Today's woodworkers know black cherry as one of the finest cabinet woods. Costing nearly as much as black walnut, its price reflects its reputation. But in its use as well as its cost, some things have changed through the centuries.
Early American craftsmen often substituted black cherry for hard-to-get mahogany, wiping the wood with a solution of nitric acid, colored pigment, and red wine to hasten its darkening. In its natural color, black cherry also was popular for the paneling in Pullman cars and carriages. And because the wood took a high polish, it frequently became the stock for caskets. Daniel Boone was said to have made three such caskets, and in his old age occasionally slept in one.

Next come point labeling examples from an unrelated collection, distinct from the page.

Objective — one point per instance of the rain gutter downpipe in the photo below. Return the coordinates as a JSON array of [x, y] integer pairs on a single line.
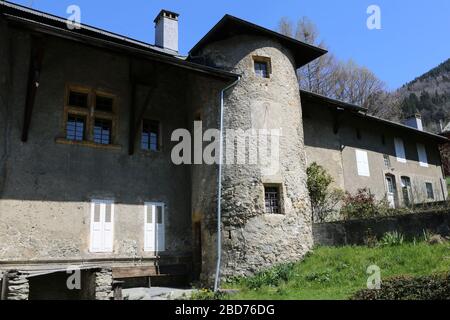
[[219, 188]]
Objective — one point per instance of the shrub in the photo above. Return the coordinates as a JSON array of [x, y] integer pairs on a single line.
[[393, 238], [206, 294], [362, 205], [434, 287], [323, 200], [270, 277]]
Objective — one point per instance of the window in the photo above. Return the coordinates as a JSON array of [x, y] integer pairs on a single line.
[[150, 135], [400, 150], [102, 131], [102, 225], [75, 127], [272, 199], [154, 227], [362, 163], [104, 104], [406, 190], [387, 161], [422, 152], [90, 116], [430, 193], [262, 66]]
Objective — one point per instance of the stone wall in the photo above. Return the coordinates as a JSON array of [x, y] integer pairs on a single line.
[[355, 232]]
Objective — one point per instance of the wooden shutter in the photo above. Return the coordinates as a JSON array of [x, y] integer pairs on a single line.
[[421, 151], [400, 150], [362, 163], [102, 226]]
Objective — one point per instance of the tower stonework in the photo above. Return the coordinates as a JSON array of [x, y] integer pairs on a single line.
[[251, 238]]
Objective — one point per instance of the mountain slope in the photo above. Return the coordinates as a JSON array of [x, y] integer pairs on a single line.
[[429, 94]]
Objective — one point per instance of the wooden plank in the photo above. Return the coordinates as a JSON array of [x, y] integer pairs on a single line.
[[133, 272]]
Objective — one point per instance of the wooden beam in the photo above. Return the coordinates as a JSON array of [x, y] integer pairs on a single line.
[[34, 73]]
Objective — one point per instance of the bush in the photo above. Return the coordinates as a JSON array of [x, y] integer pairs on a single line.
[[362, 205], [270, 277], [434, 287], [392, 239]]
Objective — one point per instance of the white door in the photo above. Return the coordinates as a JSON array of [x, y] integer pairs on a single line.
[[154, 229], [390, 194], [102, 226]]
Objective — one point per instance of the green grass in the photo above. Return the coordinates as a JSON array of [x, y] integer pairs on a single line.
[[337, 273]]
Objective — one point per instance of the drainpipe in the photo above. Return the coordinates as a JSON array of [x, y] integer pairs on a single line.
[[219, 189]]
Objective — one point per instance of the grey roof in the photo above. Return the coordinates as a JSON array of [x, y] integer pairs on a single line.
[[57, 26], [229, 26], [361, 112]]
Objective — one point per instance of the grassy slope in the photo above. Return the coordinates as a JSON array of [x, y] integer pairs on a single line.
[[336, 273]]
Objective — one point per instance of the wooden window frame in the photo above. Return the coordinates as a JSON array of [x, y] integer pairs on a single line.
[[90, 114], [279, 188], [265, 60]]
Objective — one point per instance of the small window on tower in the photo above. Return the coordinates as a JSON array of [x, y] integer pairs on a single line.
[[262, 66], [272, 199]]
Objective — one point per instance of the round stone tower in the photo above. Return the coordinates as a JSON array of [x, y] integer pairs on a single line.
[[266, 215]]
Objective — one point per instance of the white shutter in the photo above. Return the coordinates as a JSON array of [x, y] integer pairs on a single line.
[[102, 226], [362, 163], [108, 227], [421, 151], [160, 228], [154, 227], [400, 150]]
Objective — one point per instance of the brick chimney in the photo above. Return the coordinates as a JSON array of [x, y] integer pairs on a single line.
[[414, 121], [166, 30]]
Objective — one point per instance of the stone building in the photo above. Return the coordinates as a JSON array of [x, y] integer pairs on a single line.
[[88, 181], [399, 162]]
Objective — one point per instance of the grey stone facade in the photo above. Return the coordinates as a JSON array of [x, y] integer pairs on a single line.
[[252, 239]]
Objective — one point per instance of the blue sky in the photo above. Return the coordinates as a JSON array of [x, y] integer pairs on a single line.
[[414, 36]]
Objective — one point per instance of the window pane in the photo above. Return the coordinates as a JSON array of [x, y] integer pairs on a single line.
[[103, 104], [108, 213], [78, 99], [261, 69], [430, 193], [272, 200], [102, 131], [75, 127], [150, 135], [96, 212]]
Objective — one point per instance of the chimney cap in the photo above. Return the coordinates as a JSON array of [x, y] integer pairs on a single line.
[[166, 14]]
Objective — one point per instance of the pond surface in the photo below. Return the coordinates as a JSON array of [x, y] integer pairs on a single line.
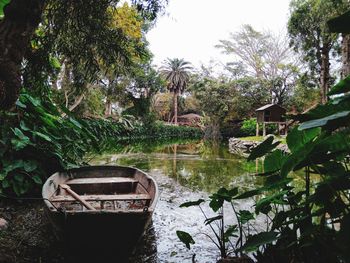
[[184, 171]]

Yet, for all of its woodworking popularity, black cherry was better known on the frontier for its fruit. Mountaineers mixed its juice with rum or brandy for a bitterly pleasant drink called cherry bounce. The plentiful bears of those bygone days also coveted the dark-purple cherries. So determined were they to shimmy up a tree for them that pioneers knew enough to leave the "cherry bears" alone because they became especially cranky when interrupted.
Black-cherry bark was valuable back then, too. It contains a type of astringent acid that for generations contributed to cough and sore-throat medicines. Even by chewing the raw bark the ailing relieved many cold symptoms.